No Castelo de Caras e Bocas

4 0 0
                                    

  Cindy e Princy viajaram para um compromisso no 'Castelo de Caras e Bocas', onde estaria reunida toda sorte de gente da high society: rainhas loucas, reis perversos e pervertidos, escritores e pintores dos costumes da época, guerreiros, bobos da corte, conselheiros reais e um cardeal.

   A viagem tinha sido longa, e ventava muito. Cindy chegou à ilha descabelada. Na entrada, haviam retratistas de personalidades. Um deles traçou rapidamente a pessoa da princesa. Ao dia seguinte, ela era imagem pública e, portanto, fonte de inspiração estética às mulheres presentes, que se descabelavam, literalmente, para seguir a 'nova moda'. Eis o lado divertido de ser famosa. Mas diversão não era a causa da viagem, mas sim, o exercício da diplomacia. O evento, ainda que glamoroso, tinha por objetivo formar alianças, evitar guerras e gerar conflitos. Afinal, onde poucos defenderem interesses próprios, haverá sempre muitos prejudicados. E o contrário também.  

   No último baile da temporada, Princy presenteou a esposa com uma joia de família: o anel herdado da tataravó, uma dentre tantas rainhas loucas. O anel ficou largo no anelar de Cindy, mas encaixou-se perfeitamente no dedo indicador. Embora vislumbrante, a joia era pesada. Talvez o fosse pela carga histórica que trazia consigo. Por quantas mãos teria passado a mesma gema que, agora, ornava seu dedo? E que relevância teria isso, agora? A mente de Cindy borbulhava. Expor-se a tantos desconhecidos em um momento que deveria ser privado, íntimo e particular, queimava sua face. No fundo, algo menos racional a incomodava. Afinal, o que representava aquela joia em formato circular e considerável peso? Um vínculo definitivo entre ela e a família de Princy. Aparentemente, nada novo. Simbolicamente, o momento de decidir entre passado e presente, julgar e perdoar, viver como espectadora ou jogar-se no emaranhado da vida, entre gentes, erros, paixões, lutas, misérias e, sobretudo, amor. Receber o abraço anelar e abraçar a vida. Sim, Cindy acabava de receber um xeque-mate. E, sendo seu objetivo mover-se como rainha do próprio tabuleiro, teria que mexer algumas peças do jogo.

-Cindy, estás bem?

"Sim!" - A princesa estava perplexa. Voltando a si, olhou às pessoas ao redor. Havia uma diversidade de expressões: pedantes, recalcadas, afetadas, vislumbradas e sinceramente simpatizadas. Um duque sugeriu que a princesa se apresentasse fazendo discurso, ao que ela improvisou:

-Devo citar a célebre frase de um autor desconhecido: "E quando creio ser algo, perece meu fugaz estar!".

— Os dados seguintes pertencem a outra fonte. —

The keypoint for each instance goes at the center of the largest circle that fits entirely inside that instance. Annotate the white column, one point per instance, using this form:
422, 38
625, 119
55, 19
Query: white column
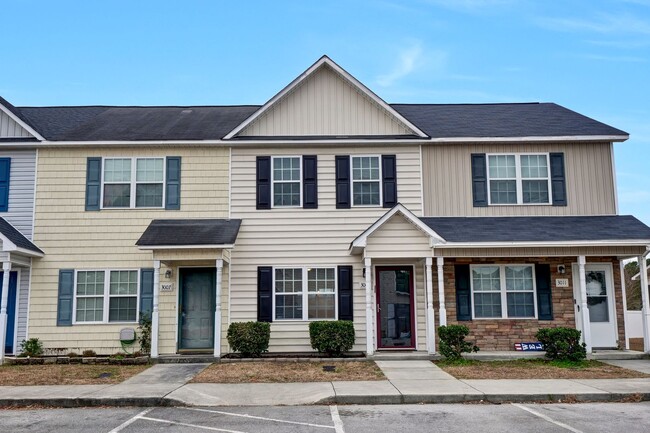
645, 304
370, 330
6, 268
584, 309
431, 327
217, 311
440, 261
154, 313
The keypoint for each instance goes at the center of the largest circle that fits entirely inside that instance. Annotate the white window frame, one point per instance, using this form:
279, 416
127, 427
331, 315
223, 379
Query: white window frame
273, 181
107, 296
519, 179
305, 293
352, 181
503, 292
133, 182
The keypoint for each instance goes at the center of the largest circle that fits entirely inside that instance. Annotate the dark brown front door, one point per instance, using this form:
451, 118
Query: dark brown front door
395, 327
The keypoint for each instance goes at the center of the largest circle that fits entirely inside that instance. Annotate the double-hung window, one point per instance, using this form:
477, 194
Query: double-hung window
503, 291
133, 182
286, 175
366, 181
106, 296
304, 293
518, 179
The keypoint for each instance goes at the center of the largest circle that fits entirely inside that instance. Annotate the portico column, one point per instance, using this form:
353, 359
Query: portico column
431, 327
6, 268
645, 302
370, 348
584, 308
217, 311
442, 313
154, 313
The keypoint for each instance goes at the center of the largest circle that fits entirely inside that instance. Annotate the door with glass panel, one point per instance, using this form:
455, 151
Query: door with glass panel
600, 301
395, 325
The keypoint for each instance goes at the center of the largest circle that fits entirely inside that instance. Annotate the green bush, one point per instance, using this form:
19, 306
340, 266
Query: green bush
452, 342
332, 337
249, 338
32, 347
562, 344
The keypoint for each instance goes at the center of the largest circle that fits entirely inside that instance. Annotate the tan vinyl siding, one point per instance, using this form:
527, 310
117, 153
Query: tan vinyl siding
448, 179
325, 104
9, 128
305, 237
73, 238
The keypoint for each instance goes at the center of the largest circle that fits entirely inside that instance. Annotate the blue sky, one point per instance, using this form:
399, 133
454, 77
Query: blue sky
590, 56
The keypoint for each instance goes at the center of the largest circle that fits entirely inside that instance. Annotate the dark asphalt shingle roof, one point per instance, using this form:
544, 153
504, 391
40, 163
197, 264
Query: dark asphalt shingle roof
539, 229
12, 233
190, 232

"Bravoo!". Alguém da 'plateia' aplaudiu fervorosamente. Os demais seguiram o ato. Outra vez a face de Cindy corou em chamas. Sentia-se a princesa mais estranha da noite. O próprio constrangimento se parecia a uma mãe – ou madrasta - interna e opressora a criticá-la. Mas é dito que um 'gambá fareja o outro', logo, não há estranho no mundo que não encontre um tão estranho quanto ou até mais do que ele.

"Honrado, sou Roger". Roger vestia-se ao estilo retro, embora o penteado fosse inovador. É quase regra que os excêntricos optem por personalizar a estética da própria cabeça. Das ideias também.

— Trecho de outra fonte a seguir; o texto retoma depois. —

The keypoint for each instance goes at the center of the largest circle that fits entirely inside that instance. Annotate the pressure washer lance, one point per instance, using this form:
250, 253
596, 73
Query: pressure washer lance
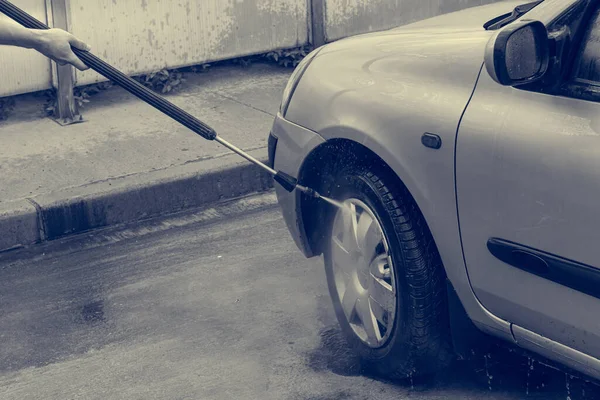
288, 182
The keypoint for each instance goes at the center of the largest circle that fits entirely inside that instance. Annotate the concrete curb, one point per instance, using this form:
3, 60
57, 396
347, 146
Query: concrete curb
129, 199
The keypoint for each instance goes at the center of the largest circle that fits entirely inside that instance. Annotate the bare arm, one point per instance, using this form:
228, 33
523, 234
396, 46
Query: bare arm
54, 43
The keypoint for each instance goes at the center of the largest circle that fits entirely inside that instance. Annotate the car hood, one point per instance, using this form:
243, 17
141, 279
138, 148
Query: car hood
397, 67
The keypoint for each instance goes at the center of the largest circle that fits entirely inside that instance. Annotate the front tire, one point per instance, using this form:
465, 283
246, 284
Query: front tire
385, 276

-Adorei tua fala. Também acho uma chatiiiice explicar-me em público. Como posso explicar o que nem eu entendo? Ahaha. Mas estou curioso: Quem foi o desconhecido autor da célebre frase?

-Eu, de improviso. - Cindy tinha a expressão grave e levemente irônica. Esta nuance se fazia perceptível apenas a olhares atentos.

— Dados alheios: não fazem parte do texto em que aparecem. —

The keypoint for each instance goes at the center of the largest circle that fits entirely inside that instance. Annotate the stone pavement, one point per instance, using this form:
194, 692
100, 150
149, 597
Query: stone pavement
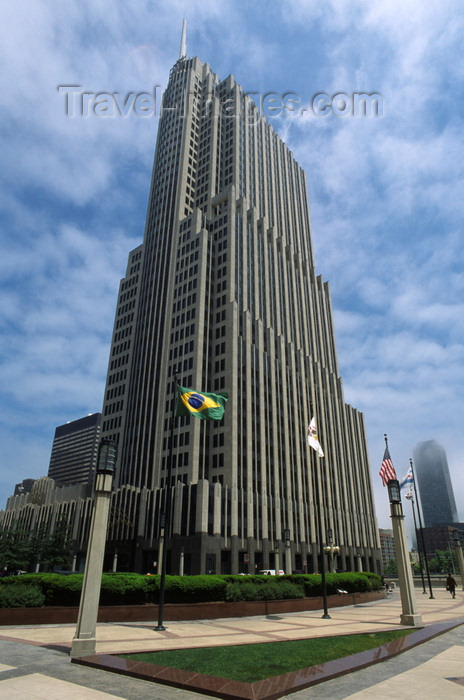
34, 661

-Ahaha... Pouco a pouco entenderás a dinâmica dessa gente. Aqui, estão reunidos o grupo que se intitula sangue-azul, o grupo dos nascidos em berço de ouro, o grupo dos ascendentes e alpinistas sociais... E eu integro e represento o grupo dos desajustados.

A noite passou entre risos e um humor picante. Conversas vãs de prováveis novos amigos.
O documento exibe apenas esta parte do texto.